Jean-Baptiste-Camille Corot (artist)|
French, 1796 - 1875
Beach near Etretat, c. 1872
oil on canvas
overall: 12.3 x 25.5 cm (4 13/16 x 10 1/16 in.) framed: 25.4 x 38.1 x 3.2 cm (10 x 15 x 1 1/4 in.)
Ailsa Mellon Bruce Collection
Object 3 of 7
This painting is an oil sketch. Painted outdoors within a few hours, it was meant to record Corot's direct impression of the landscape. Its long, sweeping brushstrokes capture in shorthand the look and "feel" of light and weather. Such small works, never intended as finished paintings, were part of the normal practice of landscape artists. By referring to them later, a painter could re-create in his more elaborate studio paintings the freshness and immediacy of his initial observation. The outdoor sketch was like notes taken from nature, data to be transformed through the artist's imagination in the studio into finished, salable works.

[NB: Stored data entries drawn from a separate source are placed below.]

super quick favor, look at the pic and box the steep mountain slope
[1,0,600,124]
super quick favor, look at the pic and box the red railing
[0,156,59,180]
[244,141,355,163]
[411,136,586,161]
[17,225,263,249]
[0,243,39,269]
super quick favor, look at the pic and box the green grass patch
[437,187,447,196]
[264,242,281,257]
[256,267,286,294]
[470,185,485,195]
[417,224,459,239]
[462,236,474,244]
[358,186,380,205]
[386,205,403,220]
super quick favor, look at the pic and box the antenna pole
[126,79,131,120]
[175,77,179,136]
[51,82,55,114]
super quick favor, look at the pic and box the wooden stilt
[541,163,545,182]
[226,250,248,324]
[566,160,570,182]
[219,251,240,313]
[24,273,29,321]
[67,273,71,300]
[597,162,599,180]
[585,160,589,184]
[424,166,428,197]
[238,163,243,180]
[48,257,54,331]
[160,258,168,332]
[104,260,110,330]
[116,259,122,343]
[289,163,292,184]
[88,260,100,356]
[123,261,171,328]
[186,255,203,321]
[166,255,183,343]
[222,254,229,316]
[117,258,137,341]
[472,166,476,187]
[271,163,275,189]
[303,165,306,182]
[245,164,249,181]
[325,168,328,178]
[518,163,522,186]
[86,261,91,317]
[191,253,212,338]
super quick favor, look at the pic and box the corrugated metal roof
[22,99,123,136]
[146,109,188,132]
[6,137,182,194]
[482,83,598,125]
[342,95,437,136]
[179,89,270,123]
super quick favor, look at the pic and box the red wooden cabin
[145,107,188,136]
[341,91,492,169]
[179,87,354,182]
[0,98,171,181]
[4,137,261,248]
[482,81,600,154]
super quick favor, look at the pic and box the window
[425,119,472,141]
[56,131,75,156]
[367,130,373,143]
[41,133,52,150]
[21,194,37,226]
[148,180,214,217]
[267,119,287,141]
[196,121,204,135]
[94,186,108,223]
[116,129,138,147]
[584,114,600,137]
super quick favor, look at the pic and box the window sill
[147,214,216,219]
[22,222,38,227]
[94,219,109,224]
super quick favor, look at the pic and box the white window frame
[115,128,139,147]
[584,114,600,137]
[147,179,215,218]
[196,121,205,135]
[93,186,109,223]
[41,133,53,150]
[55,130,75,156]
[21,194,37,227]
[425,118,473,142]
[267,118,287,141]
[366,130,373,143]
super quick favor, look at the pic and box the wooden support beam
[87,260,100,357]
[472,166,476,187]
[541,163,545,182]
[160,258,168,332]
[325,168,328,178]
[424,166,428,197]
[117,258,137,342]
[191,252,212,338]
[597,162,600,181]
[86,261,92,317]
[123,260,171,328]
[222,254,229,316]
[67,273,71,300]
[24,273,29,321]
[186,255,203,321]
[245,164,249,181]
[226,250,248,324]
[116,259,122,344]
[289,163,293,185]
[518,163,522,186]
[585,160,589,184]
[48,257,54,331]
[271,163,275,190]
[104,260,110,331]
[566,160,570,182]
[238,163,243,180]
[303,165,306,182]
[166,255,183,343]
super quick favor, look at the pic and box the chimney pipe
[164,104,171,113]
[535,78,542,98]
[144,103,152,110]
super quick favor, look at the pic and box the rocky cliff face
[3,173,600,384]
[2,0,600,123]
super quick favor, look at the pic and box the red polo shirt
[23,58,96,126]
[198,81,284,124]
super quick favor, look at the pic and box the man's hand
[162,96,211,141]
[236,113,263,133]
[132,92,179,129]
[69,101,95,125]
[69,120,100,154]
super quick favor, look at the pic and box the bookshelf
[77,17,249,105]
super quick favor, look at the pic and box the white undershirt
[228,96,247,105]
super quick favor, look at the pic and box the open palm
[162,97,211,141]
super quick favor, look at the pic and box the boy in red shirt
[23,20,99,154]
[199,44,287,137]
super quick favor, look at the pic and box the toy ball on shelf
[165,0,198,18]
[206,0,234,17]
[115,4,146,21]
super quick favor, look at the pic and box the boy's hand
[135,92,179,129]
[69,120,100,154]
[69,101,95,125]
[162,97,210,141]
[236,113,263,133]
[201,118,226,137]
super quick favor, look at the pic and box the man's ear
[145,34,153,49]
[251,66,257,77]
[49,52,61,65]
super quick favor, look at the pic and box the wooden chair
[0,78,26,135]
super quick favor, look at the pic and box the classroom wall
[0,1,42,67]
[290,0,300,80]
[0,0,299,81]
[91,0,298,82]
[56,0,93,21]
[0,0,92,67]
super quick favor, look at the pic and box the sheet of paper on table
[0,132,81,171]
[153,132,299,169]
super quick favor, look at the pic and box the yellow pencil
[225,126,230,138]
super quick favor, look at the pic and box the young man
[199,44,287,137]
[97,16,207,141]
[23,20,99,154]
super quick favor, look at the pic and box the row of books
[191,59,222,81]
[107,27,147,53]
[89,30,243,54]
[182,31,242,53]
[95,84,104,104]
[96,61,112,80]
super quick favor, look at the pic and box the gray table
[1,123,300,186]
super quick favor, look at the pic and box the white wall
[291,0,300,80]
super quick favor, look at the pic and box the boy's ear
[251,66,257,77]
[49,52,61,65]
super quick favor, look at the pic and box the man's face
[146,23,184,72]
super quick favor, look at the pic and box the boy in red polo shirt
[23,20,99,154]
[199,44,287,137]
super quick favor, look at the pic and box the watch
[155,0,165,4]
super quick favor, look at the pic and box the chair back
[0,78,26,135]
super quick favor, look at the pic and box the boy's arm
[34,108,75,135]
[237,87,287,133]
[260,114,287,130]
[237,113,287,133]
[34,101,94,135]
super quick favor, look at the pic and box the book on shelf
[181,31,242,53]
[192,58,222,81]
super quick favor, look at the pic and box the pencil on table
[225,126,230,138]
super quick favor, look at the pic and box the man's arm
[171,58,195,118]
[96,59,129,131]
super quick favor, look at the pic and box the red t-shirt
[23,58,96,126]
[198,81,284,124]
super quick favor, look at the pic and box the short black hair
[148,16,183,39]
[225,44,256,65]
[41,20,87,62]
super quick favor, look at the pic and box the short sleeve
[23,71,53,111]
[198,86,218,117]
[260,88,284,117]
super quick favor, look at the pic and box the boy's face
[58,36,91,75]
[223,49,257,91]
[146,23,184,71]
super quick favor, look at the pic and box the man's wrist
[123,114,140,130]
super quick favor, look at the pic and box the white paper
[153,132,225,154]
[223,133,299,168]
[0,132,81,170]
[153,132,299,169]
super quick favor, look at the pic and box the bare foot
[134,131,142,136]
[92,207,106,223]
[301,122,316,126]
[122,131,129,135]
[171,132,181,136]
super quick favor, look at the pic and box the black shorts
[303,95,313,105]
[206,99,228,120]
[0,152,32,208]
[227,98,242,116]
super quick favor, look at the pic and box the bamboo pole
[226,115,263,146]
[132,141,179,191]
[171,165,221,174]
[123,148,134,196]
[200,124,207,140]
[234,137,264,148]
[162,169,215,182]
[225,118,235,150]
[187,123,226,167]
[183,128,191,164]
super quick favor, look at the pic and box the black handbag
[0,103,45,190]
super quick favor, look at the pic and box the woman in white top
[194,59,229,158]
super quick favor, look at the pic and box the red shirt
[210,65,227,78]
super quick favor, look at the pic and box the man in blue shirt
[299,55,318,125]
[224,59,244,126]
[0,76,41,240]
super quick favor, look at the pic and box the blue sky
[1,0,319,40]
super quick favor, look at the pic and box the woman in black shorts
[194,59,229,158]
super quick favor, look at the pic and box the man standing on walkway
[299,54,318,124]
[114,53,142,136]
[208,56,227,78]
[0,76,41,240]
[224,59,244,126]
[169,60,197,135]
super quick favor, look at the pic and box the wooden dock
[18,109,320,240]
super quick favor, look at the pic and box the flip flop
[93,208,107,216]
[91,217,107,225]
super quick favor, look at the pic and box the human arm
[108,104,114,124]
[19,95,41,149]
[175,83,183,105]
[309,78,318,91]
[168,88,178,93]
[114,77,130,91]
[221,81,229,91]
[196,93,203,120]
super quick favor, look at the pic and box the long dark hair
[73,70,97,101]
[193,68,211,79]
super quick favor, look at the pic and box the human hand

Corot and fellow landscape artists working in the forest of Fontainebleau were important influences on the impressionists, not only in their commitment to plein-air painting, but also in their adoption of a brighter palette. Corot, using a light-colored ground, suffused his paintings with a silvery light and poetic feel. Pissarro, in particular, identified himself as Corot's student, and in the horizontal layering of his landscapes is a legacy of Corot's classical training and careful compositions.